とはいえいくらなんでもやり過ぎだよなと思っていたらアリスが
「聞いたばかりの彼の告白の意味を、果たして自分が理解したのかどうか、定かではない。それしきのことで三人もの人間の生命を奪えるものだらうか、という想いを心のどこかに留めたまま、僕は彼の物語をそこまま受け入れた。」って言ってて、そうだよな、そう思うよな…と。
シンプルに動機に納得も共感もできないのかも。理解はまぁ、本人が言うならそうなんだろうな、くらい。
ほんでしつこいようだけど、どいつもこいつも会って数日でそこまで相手にのめり込めるか?!?!という部分だけ最後まで引っかかりました。
シリーズ2作目読むのも楽しみ!
Posted by ブクログ
ストーリーと設定は良い。トリックはパッとしないしカメラに隠す必要性が??。人が多すぎて特徴が薄く誰が誰かわからない。動機も弱い。次に期待。
Posted by ブクログ
江神二郎シリーズ──江神先輩は”謎”な人だ。この物語には、そんな”謎”な登場人物が多い。これ以上発言するとネタバレになるのでやめておく……。

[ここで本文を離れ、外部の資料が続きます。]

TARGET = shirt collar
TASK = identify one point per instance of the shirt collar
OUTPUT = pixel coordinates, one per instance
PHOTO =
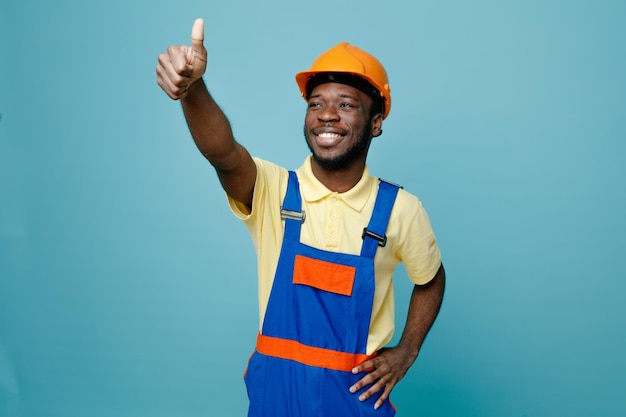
(313, 190)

キャンプ中に起こった突然の噴火、そこで発生する連続殺人事件。閉鎖的な環境で疑心暗鬼が拭える恥ずもなく、殺人事件は無差別なのか、自然の脅威にも怯え、学生アリスたちに”救い”はあるのか……?!
↓ここからネタバレ↓
共感もできない話だった。心の救いはなかった。
アリスも失恋(笑) 好きな人に疑いの目を持ってしまった時点で、アリスの失恋は決まっていたのかも。